The absurdity of the rocks has captured the whims of Americans around the world. Although everyone could pick up a wild stone in his backyard, the value of the pet stone left him flying from the shelves as a gift.
Like anyone who lives in a city, can tell you garbage is worse than worthless. A New Yorker named Justin Gignac was convinced. He believed that something would sell if it was properly packaged by someone (and this was clearly proven by other items on this list!). He began collecting rubbish from the streets and storing it in odor-proof glass boxes.
Gignac sold it for ten dollars a head and people bought it as souvenirs. He raised the price to fifty dollars, and people bought it as a work of art. Today, the New York garbage costs one hundred dollars per die and, according to its website, is completely sold out at the time of writing (not too unlike New York itself, thanks to de Blasio!).

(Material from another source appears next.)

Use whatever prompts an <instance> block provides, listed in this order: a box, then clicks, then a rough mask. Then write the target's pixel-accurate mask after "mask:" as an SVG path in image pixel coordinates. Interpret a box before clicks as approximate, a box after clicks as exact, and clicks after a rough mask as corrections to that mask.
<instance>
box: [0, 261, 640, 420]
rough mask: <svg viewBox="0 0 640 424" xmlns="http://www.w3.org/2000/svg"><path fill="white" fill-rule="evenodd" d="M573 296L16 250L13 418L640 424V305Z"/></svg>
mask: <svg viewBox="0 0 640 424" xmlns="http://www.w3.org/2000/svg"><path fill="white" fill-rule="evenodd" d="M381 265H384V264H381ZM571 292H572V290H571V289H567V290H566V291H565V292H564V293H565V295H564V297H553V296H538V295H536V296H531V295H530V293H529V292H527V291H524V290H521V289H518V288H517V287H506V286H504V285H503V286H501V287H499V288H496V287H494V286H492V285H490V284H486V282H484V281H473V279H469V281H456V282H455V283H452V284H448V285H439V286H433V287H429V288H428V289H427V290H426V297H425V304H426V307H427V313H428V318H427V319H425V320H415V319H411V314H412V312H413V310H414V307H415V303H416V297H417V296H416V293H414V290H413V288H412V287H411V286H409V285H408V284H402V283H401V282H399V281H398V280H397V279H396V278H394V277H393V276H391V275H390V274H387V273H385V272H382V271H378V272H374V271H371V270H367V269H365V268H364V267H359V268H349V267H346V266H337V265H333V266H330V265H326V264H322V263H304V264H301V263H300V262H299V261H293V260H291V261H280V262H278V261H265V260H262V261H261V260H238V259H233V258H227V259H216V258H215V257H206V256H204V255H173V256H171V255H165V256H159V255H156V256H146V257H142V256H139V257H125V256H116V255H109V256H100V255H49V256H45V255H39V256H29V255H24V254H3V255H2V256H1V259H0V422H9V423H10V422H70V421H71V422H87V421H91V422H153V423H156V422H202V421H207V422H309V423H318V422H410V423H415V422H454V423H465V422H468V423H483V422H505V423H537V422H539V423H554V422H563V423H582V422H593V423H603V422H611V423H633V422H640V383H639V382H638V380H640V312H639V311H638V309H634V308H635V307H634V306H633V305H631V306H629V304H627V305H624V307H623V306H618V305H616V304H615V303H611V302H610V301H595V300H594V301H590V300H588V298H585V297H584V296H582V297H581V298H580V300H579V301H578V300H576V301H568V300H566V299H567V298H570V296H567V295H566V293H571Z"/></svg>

We breathe about twenty-three thousand times a day. While we can spend money on staple foods such as food, water, housing and electricity, nobody would imagine paying for air. Right?
Two Canadians have proven that people will pay for what they breathe when the two began to bottle the Rocky Mountains and sell them for $ 24 a can. Chinese customers who smothered in smog-filled cities began to buy the bottles to protest (or so to say) the poor air quality and to sniff (more likely) pure, unpolluted air.
We wash our garbage every day without much thought. If we eliminate gold instead of shitting, maybe we'll think twice about it.
Artist Piero Manzoni believed that his own waste was as valuable as gold. In 1961, he deposited his money where it was and preserved ninety cans of his own feces and tried to sell it to his patrons. Less than two years later, he exchanged 30 grams of the material for 30 grams of 18-karat gold.
Not believing that this was another weird by-product of the 1960s, in 2008 another canister was auctioned for over one hundred thousand dollars, which means that Manzoni's poop is currently worth about 65 times its weight in gold.
2 A Red Paper Clip
Kyle MacDonald, a 27-year-old man from Montreal, began his summer jobless, houseless and with a single red paperclip. When Kyle decided to find a home for him and his girlfriend, he did not clean up his CV or open a savings account. Instead, he left his apartment with the red paperclip in his hand and exchanged it for a pen that looked like a fish.
Thirteen exchanges later, he swapped a film role for a two-story farmhouse in Kipling, Saskatchewan. Kyle had traded the paper clip on his desk for a house in less than a year, in a story that shows that even the value of office supplies can bring surprises.
1 Two Boxes of Pizza
In 2010 Lazlo Hanyecz, a hungry developer of a then-unknown cryptocurrency called Bitcoin, had a craving for pizza. Under the internet handle "Lazlo" he offered ten thousand bitcoins to anyone who wanted to order him two pizza places.
Nine years later, in 2019, these ten thousand bitcoins are worth far more dough than flour in two large pizzas. Anyone who had accepted Laszlo (at the time of this writing) would now own more than a hundred million dollars just because he had made two orders from Papa Johns.